13 『チェレンカファンタジア』

 一面が花畑になっている。

 赤、黄、オレンジ、ピンクと四色の花がふわっと咲き乱れた。

 花は同じ種類らしく、茎との付け根に膨らみを持ち、四枚の花弁は大きく開いた形になっている。

 夢のような光景になったヴェリアーノ広場。

 チェロ奏者の生み出す音楽も、荘厳で優雅なものへと一変している。

 広場から先まで花畑になっており、どこまでが花畑なのかもわからない。

 一瞬にして世界が塗り替えられたことに、サツキは強い違和感を覚え、花畑が出現してものの一秒で、


 ――《いろがん》、開眼。


 瞳を緋色に変えた。

 すると、元の世界と同じ光景があった。


 ――やはり、魔法か。幻を見せるものとみた。


 サツキの魔眼は、魔力を可視化できるほかに、視覚に関する魔法を無効化することもできる。ただし、サツキ以外の人物へかけられた魔法にまでは作用しない。つまり、現在サツキだけが幻でない世界を見られている。

 まるで映画のワンシーンのようだった演奏が止まり。

 ヴェリアーノ広場に、声が降ってくる。


「はじめまして。士衛組のみなさん」


 声は、広場の象徴となる白い古代遺跡のバルコニーから聞こえた。男性の声である。
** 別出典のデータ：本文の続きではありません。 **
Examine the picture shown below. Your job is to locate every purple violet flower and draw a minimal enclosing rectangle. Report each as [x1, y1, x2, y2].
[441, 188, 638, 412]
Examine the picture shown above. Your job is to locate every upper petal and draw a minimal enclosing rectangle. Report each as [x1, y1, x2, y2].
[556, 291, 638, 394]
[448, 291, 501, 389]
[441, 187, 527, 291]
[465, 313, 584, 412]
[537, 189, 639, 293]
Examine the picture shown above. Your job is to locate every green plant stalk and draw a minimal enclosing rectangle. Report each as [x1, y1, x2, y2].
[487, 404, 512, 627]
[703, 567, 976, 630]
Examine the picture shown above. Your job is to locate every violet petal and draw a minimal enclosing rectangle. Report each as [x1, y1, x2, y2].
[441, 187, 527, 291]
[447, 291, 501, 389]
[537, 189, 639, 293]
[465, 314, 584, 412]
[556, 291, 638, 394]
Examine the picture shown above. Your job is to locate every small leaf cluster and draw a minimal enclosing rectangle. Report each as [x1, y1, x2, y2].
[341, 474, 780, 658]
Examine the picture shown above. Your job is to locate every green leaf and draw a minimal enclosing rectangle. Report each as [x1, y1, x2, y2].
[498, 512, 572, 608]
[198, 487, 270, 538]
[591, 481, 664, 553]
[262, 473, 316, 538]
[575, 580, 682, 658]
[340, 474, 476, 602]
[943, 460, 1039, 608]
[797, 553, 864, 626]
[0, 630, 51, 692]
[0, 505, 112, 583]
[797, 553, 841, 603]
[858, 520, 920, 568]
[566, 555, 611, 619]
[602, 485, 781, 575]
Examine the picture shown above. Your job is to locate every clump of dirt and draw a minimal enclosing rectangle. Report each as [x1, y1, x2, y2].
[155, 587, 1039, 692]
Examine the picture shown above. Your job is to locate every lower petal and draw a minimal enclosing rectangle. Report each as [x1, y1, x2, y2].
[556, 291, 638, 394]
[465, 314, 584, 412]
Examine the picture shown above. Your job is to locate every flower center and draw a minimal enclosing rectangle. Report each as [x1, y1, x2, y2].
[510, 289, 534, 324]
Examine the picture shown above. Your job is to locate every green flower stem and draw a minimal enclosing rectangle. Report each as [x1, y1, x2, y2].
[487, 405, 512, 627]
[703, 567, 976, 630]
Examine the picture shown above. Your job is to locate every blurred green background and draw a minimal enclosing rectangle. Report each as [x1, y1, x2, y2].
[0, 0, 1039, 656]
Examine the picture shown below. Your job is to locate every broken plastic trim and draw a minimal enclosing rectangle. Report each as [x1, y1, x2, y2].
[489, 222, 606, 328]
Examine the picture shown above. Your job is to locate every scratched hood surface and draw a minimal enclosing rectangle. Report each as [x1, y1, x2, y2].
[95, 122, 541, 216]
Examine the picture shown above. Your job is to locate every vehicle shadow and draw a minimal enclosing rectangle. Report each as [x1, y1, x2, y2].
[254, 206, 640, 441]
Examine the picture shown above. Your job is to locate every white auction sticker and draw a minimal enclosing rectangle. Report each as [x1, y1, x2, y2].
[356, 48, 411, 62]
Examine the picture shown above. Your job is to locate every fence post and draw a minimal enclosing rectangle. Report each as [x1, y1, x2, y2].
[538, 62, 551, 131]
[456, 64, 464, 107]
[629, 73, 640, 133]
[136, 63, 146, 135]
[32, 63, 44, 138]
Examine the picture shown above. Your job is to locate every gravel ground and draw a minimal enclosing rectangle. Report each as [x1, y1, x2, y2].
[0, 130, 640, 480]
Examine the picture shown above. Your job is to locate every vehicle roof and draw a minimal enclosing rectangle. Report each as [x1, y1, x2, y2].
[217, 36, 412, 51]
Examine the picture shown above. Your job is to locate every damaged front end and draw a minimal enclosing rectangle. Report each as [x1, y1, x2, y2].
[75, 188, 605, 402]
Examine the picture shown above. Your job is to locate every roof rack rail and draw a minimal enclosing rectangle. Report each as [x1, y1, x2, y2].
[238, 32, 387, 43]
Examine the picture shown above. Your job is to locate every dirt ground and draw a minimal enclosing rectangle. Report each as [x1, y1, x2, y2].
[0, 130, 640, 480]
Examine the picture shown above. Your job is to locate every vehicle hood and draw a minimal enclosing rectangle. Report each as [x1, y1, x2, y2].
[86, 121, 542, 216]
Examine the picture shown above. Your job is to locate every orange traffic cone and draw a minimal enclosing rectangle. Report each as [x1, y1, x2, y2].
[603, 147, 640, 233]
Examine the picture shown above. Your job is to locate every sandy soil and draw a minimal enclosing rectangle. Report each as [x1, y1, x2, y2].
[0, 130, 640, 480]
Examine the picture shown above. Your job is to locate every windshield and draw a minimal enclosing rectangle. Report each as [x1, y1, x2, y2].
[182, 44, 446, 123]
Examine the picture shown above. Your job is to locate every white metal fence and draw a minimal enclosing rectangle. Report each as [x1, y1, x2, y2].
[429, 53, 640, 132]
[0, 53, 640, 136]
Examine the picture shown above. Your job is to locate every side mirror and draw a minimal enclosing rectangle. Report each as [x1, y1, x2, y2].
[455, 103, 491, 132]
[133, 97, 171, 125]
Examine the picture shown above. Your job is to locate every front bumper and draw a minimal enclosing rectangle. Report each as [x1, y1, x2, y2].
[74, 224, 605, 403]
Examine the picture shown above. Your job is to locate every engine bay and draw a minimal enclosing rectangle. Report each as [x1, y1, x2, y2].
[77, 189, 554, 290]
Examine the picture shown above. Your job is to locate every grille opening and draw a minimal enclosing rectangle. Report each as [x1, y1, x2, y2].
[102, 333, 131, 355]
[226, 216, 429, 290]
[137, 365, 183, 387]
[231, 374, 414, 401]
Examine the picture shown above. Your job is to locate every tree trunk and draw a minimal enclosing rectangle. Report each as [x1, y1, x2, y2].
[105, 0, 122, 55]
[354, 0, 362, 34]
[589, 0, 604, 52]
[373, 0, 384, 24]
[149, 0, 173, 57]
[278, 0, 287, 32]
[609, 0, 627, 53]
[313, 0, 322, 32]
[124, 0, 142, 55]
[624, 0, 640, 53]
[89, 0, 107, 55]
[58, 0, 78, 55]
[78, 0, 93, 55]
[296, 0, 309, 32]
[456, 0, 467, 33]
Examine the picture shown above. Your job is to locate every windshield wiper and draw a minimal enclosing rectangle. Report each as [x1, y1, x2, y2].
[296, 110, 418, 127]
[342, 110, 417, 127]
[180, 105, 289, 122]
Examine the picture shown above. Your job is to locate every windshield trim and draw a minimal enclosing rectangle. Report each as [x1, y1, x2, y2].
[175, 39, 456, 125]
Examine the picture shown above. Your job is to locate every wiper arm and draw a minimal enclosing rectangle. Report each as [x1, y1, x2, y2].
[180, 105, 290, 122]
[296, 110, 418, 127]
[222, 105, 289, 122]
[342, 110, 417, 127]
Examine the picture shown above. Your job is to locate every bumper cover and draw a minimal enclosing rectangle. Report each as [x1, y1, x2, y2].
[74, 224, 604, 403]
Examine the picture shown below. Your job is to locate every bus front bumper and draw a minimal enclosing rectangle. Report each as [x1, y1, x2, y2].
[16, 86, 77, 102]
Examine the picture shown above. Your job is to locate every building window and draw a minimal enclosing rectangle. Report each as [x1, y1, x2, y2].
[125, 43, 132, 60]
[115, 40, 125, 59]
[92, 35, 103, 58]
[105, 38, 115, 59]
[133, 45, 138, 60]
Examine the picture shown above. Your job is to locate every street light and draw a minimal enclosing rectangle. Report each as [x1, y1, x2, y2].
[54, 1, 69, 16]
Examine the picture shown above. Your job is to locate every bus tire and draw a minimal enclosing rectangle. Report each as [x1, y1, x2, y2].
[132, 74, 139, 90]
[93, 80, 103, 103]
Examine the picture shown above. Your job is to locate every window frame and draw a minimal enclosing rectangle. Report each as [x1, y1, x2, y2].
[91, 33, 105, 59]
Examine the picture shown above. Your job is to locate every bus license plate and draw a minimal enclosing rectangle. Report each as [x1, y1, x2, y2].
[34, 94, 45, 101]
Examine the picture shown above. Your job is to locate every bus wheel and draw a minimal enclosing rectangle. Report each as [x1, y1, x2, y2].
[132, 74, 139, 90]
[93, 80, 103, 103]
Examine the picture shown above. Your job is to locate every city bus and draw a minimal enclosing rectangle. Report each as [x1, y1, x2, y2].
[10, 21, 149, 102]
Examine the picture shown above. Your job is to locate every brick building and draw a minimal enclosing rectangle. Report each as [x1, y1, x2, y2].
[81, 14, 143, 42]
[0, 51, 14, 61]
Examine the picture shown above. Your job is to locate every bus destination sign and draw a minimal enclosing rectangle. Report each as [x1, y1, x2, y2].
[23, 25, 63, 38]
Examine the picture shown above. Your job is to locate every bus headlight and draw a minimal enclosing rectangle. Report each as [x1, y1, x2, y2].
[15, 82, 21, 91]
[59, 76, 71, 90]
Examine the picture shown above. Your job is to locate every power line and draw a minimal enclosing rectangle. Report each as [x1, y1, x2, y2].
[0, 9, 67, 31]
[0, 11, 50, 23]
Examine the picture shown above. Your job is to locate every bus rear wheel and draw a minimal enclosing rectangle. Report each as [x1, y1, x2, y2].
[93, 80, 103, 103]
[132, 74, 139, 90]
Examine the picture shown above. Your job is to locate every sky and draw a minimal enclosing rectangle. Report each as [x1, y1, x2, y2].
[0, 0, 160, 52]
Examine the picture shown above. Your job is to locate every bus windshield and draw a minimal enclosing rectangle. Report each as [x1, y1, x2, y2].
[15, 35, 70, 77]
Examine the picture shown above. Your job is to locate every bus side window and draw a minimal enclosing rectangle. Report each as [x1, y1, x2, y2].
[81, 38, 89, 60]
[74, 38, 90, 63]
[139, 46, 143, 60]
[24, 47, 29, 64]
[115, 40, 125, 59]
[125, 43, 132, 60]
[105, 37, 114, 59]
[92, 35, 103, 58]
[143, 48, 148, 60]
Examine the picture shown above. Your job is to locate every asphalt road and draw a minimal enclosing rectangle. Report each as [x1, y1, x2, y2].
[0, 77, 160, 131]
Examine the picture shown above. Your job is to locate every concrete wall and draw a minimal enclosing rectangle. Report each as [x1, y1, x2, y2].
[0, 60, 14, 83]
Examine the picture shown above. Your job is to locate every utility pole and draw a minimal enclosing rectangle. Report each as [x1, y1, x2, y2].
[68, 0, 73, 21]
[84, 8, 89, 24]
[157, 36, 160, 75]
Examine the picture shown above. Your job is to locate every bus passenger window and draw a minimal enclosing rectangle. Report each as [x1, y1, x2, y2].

気品を備えた声と抑揚には、敵意のようなものは感じられない。

 士衛組一同、声の聞こえてきたほうへと顔を向ける。

 バルコニーには、二人の人間がいた。

 サツキは、そのどちらも知らない。

 会ったことのない人物である。

 片方は青年、年齢はつかみにくいが、二十代だと思われる。恐ろしいほどに整った美しい顔を持ち、流麗な長い髪はさらさらと風にたなびき、背は一七八センチほど。純白の貴族服とマントが、どこか夢の国の王様か王子様のようにさえ見える。彼がサツキたちに声をかけた張本人らしい。

 青年の一歩後ろに下がって微笑をたたえているのは、十代後半の少女だった。金色の長い髪をツインテールにして、クコより一、二センチほど背が低いが、背筋が伸びて、物腰が大人びて見える。メイド服だから、少女は青年のメイドかもしれない。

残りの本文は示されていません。